Founded in 1952, Manuscript was Yale's seventh "landed" senior society; that is, its alumni trust owns the society's meeting place or "tomb". Manuscript was one of the first of the senior societies to offer membership to rising female Yale College seniors.
Each delegation is selected by consensus among Manuscript alumni, trustees, current delegates and significant others, unlike other Yale societies where undergraduate members more freely select, recruit, and initiate their society's next delegation.
The Wrexham Foundation is the society's alumni arm. Since 1956, the foundation has underwritten a scholarship in the humanities for a "senior who shall be judged to have written the best senior essay in the field of the humanities." Administered by Yale, it is given in memory of Wallace Notestein, M.A. 1903, Ph.D. 1908, Litt.D. 1951.
Manuscript briefly played host to the 1991-92 classes of Skull and Bones, who were temporarily locked out of their own tomb by alumni who objected to its undergraduates' decision to offer membership to women.
It holds the number 344 to be sacred. The Society supposedly holds Enlightenment ideals, and the sun and sunflowers are both important symbols to members.
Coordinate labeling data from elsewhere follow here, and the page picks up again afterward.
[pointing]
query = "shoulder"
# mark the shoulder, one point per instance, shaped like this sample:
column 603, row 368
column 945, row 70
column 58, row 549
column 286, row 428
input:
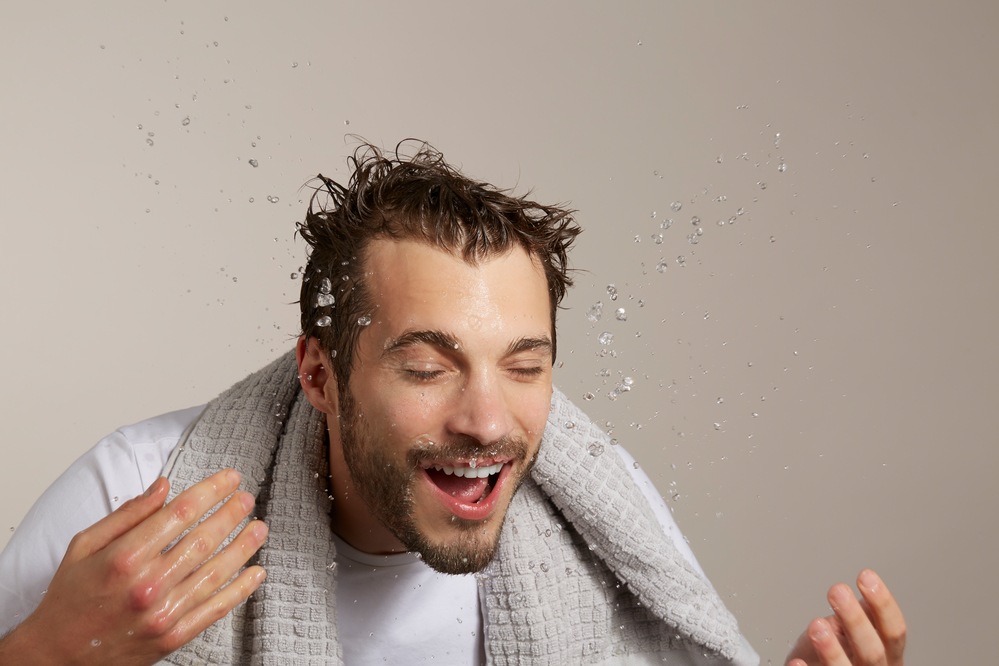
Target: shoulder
column 117, row 468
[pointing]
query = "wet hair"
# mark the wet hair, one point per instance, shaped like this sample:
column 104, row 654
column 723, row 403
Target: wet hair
column 418, row 197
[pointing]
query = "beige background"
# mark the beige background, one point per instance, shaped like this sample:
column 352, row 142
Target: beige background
column 814, row 388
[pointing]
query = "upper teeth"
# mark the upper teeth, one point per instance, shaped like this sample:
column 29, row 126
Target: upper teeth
column 471, row 472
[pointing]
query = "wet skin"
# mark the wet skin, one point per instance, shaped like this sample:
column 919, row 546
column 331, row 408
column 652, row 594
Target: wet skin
column 455, row 370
The society also retained close connections with the campus literary society Chi Delta Theta in the early 1950s.
The society holds an annual gathering in its tomb on Halloween. A Manuscript event is described in the novel Joe College by Tom Perrotta.
Designed by King-lui Wu, Manuscript's tomb is mid-century modern, unusual amid other societies' elaborate mid-to-late-19th century buildings. It appears from the outside to have only one level, yet conceals eight subterranean floors. The tomb holds a vast collection of notable modern and contemporary art. The Yale University Art Gallery is said to have temporarily stored pieces there. Wu said that he designed the building "for privacy, not for secrecy." Dan Kniley was responsible for landscaping and Josef Albers for the brickwork intaglio mural.